NASA considering sending a fleet of spacecraft to Venus

Thursday, March 19, 2009

Venus doesn't look like this yet.

Do it do it do it!

Two high-altitude balloons built to hover in sulphuric acid clouds could be part of a future fleet of spacecraft sent to Venus, a NASA advisory team says.

The multi-billion-dollar mission concept – which is being considered for launch in the next fifteen years – could help reveal more about Venus's runaway greenhouse effect, any oceans it may once have had, and possible ongoing volcanic activity.

It could be the next flagship mission sent to a planet, after a planned mission to Jupiter and its moons set for launch in 2020.

The Venus mission would cost some $3 billion to 4 billion and would launch between 2020 and 2025, according to NASA, which in 2008 tasked a group of scientists and engineers to formulate goals for the mission.

Venus is a severely overlooked destination, and needs to be studied in further detail for a number of reasons:

1) its similarity to Earth,

2) the cloudtops might harbour some sort of microbial life for all we know,

3) humans could settle the cloudtops as well.

And of course, in the very far future we may be able to change the entire climate of the planet as well.


As always though, I have issue with the temperature of Venus always being reported in a slightly misleading way. Take a look at this:

The landers, which would only last a few hours in the intense heat, could look for evidence of minerals formed by water. Since such hydrated minerals have a limited lifetime, they could help reveal how long Venus's oceans might have lasted, a question that could shed light on whether life might have arisen on the planet.

The first link there leads to the following information:

The surface of Venus broils at a temperature of about 450 °C - hot enough to melt lead. Several probes in the Soviet Venera and Vega series, as well as a NASA Pioneer Venus probe, landed on Venus and returned data from the surface in the 1970s and early 1980s. But they all expired in less than 2 hours because of the tremendous heat.

Now, two NASA researchers have designed a refrigeration system that might be able to keep a robotic rover going for as long as 50 Earth days. The work was carried out by Geoffrey Landis and Kenneth Mellott of NASA's Glenn Research Center in Cleveland, Ohio, US.

The problem with that is that the surface temperature is not 450 °C, but 380 ~ 450 °C depending on altitude. It might seem like splitting hairs considering how both 380 °C and 450 °C are searingly hot, but when considering the life of a surface mission this can make quite a difference. Surface pressure is also much lower at higher altitudes on the surface.

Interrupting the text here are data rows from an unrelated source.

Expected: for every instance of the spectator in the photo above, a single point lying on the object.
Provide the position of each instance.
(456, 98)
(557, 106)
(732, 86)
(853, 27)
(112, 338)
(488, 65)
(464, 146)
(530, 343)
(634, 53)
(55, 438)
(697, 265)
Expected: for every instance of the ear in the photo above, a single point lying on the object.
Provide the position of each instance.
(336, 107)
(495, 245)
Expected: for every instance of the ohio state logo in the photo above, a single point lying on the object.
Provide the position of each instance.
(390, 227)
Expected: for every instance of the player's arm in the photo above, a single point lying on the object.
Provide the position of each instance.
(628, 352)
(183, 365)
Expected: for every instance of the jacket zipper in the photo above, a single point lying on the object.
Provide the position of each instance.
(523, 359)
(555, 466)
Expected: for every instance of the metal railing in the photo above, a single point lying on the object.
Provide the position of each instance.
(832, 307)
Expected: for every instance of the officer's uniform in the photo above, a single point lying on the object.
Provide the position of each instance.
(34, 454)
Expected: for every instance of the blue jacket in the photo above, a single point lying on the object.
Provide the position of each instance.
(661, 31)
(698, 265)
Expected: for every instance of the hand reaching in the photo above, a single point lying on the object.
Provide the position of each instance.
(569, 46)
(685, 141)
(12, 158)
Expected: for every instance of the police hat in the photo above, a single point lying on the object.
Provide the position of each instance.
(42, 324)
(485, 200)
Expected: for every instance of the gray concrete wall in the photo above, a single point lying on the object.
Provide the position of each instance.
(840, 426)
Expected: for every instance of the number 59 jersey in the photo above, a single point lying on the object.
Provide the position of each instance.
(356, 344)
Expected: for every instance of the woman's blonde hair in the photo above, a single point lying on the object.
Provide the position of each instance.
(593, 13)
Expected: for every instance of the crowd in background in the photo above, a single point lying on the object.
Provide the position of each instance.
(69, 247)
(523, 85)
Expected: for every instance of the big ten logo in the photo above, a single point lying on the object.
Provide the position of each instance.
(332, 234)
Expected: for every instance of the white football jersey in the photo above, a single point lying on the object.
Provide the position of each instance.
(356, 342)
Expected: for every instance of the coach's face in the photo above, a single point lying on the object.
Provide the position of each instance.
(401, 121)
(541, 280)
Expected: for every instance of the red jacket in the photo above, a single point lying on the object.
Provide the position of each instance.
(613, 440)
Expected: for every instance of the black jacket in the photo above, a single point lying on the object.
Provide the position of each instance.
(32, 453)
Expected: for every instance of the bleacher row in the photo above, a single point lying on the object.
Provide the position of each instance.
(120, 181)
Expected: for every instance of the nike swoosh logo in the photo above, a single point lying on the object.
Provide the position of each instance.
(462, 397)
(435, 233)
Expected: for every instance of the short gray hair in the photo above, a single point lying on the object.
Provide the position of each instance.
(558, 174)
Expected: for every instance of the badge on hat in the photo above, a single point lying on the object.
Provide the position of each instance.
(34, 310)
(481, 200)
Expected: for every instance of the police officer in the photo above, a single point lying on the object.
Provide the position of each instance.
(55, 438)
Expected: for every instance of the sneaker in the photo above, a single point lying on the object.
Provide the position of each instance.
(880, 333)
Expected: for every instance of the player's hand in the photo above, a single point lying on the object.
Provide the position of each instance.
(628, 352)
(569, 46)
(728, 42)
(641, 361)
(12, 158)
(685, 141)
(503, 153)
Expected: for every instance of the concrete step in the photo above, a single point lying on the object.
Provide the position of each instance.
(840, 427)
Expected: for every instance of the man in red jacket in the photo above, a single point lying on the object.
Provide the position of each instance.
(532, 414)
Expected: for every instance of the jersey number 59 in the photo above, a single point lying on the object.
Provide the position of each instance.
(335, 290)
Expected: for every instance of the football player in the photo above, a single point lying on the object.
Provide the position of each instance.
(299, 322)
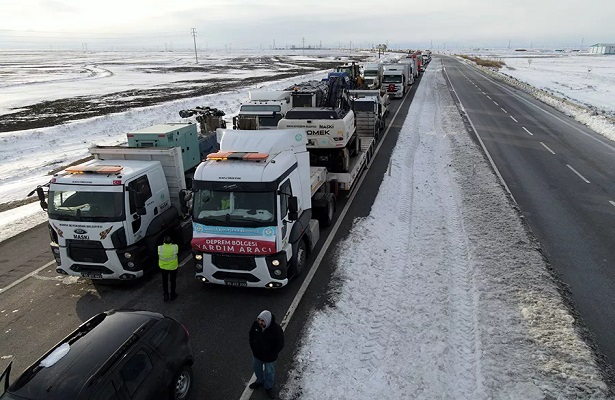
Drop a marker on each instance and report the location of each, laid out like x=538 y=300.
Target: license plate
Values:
x=91 y=276
x=236 y=283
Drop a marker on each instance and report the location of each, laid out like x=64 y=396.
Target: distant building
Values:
x=602 y=48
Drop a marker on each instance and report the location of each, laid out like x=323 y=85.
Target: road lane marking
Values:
x=547 y=147
x=575 y=171
x=480 y=140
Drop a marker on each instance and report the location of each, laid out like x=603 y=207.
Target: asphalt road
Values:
x=38 y=311
x=562 y=175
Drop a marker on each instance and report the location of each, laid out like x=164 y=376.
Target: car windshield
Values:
x=86 y=206
x=213 y=207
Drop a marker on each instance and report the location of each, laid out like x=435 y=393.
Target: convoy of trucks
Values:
x=263 y=110
x=108 y=215
x=250 y=200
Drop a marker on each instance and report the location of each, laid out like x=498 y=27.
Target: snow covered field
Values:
x=440 y=292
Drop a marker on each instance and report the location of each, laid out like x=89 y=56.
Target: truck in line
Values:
x=328 y=121
x=372 y=75
x=396 y=79
x=263 y=110
x=257 y=208
x=108 y=215
x=259 y=202
x=371 y=109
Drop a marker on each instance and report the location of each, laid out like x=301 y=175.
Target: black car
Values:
x=120 y=354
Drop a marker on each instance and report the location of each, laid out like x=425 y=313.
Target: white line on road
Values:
x=480 y=140
x=23 y=278
x=547 y=147
x=575 y=171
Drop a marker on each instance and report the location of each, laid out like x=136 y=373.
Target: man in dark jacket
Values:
x=266 y=341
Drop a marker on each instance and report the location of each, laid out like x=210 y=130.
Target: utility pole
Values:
x=196 y=57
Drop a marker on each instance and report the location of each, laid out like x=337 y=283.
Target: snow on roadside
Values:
x=441 y=292
x=25 y=159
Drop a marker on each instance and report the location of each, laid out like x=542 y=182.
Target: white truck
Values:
x=396 y=79
x=372 y=75
x=371 y=109
x=263 y=110
x=257 y=208
x=329 y=124
x=108 y=215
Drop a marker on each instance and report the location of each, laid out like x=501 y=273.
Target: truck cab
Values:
x=394 y=81
x=263 y=110
x=372 y=74
x=108 y=215
x=98 y=211
x=252 y=209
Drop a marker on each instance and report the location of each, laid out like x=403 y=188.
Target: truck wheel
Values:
x=182 y=384
x=325 y=212
x=298 y=262
x=344 y=160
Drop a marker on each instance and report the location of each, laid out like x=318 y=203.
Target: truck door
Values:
x=287 y=191
x=139 y=192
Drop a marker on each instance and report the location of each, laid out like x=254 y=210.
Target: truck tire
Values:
x=343 y=163
x=325 y=211
x=299 y=260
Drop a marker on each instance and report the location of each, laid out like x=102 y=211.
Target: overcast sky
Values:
x=155 y=24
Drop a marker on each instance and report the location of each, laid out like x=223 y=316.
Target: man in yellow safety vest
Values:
x=168 y=263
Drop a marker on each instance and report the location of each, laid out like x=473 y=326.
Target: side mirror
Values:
x=41 y=196
x=293 y=208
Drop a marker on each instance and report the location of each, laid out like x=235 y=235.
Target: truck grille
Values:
x=233 y=276
x=90 y=269
x=86 y=251
x=237 y=263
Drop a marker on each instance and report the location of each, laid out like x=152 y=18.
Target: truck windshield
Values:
x=86 y=206
x=260 y=108
x=223 y=208
x=391 y=79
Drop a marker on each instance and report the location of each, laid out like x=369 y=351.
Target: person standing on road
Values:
x=168 y=263
x=266 y=342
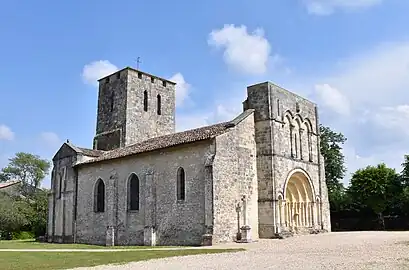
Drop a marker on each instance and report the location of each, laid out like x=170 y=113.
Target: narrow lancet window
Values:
x=159 y=105
x=99 y=201
x=181 y=182
x=145 y=101
x=133 y=193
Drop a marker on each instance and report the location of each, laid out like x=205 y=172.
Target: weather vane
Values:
x=138 y=62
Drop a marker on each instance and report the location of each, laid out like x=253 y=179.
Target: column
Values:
x=314 y=214
x=149 y=230
x=291 y=139
x=301 y=214
x=278 y=215
x=282 y=207
x=300 y=135
x=307 y=224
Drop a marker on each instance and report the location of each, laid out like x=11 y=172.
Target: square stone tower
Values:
x=292 y=192
x=133 y=106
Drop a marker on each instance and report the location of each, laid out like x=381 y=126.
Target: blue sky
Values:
x=351 y=57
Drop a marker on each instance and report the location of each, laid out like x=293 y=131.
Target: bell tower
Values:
x=133 y=106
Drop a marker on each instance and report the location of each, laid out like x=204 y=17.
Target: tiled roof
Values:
x=91 y=152
x=165 y=141
x=8 y=184
x=174 y=139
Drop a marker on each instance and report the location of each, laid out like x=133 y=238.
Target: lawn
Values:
x=32 y=244
x=66 y=260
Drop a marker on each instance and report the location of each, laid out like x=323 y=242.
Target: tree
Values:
x=334 y=163
x=375 y=187
x=15 y=214
x=28 y=168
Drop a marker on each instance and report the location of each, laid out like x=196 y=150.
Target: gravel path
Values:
x=350 y=250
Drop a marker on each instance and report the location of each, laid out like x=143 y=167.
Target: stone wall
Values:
x=287 y=138
x=141 y=125
x=122 y=119
x=235 y=176
x=175 y=222
x=61 y=200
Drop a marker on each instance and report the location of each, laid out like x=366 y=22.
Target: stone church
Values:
x=259 y=175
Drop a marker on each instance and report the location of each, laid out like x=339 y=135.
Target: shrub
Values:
x=22 y=235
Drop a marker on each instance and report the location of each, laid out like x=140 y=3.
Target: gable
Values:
x=65 y=151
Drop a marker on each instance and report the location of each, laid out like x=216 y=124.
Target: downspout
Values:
x=74 y=227
x=319 y=161
x=273 y=174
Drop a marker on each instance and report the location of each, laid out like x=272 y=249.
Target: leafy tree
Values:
x=334 y=164
x=28 y=168
x=402 y=202
x=15 y=214
x=375 y=187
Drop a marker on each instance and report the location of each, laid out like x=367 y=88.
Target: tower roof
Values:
x=138 y=71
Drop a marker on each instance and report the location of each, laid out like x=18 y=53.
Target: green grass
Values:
x=66 y=260
x=32 y=244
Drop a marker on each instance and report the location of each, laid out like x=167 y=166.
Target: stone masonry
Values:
x=259 y=175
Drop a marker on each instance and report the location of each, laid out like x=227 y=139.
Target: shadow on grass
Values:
x=66 y=260
x=33 y=244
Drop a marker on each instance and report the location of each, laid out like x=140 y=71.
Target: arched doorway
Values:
x=298 y=207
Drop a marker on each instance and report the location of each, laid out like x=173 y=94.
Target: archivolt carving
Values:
x=299 y=132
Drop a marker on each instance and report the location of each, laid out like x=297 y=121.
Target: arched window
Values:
x=99 y=201
x=145 y=101
x=159 y=104
x=181 y=181
x=111 y=101
x=133 y=193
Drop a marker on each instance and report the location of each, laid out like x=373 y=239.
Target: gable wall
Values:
x=234 y=176
x=176 y=223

In any case, this is welcome news. Don't forget that in cosmic terms Venus is just around the corner, so even though the missions won't launch until after 2020 they'll arrive just a few months after they lift off. Compare that to a probe like New Horizons, which launched in 2006 and won't arrive until 2015.

4 comments:

Anonymous said...

The problem with that is that the surface temperature is not 450 °C, but 380 ~ 450 °C depending on altitude.

Well, 375-525°C, more accurately.

I did bring this up in the actual presentation version of the paper you mention-- here, for example, is the link to an overview talk on Venus exploration that I gave at MIT, and I on slide three (slide four in the file, since they added the abstract, I think) I mention the temperature at the top of Maxwell Montes.

It was one of the first things I looked at, but for the case of exploration technology, it turns out to be a distinction that makes little difference. Silicon-based microelectronics won't work at 380°C either, and although it would take the heat a little longer to diffuse into the electronics box, the difference lifetime is not enough to make a significant difference in mission design. 380°C is still hotter than your oven when it's in the broil cycle, and to the electronics, it's still too hot.

Me said...

Hi, and thanks for the clarification. What of the difference in atmospheric pressure when it comes to mission design? There seems to be much more variation there (90 bars at "sea" level vs. 50 bars or so for 10 km up) compared to the difference in temperature.

Anonymous said...

Different people have proposed different approaches to dealing with the pressure. (My proposal was to pressurize the interior with a halocarbon so that the net differential was zero). Overall, pressure is not as bad a problem as the temperature, but there's one big footnote to that-- the heat transfer into the probe from the surrounding atmosphere is likely to have a component that's going to increase with the atmospheric pressure, so the pressure does make the thermal problem worse.

Geoffrey A. Landis said...

Different people have proposed different approaches to dealing with the pressure. (My proposal was to pressurize the interior with a halocarbon so that the net differential was zero). Overall, pressure is not as bad a problem as the temperature, but there's one big footnote to that-- the heat transfer into the probe from the surrounding atmosphere is likely to have a component that's going to increase with the atmospheric pressure, so the pressure does make the thermal problem worse.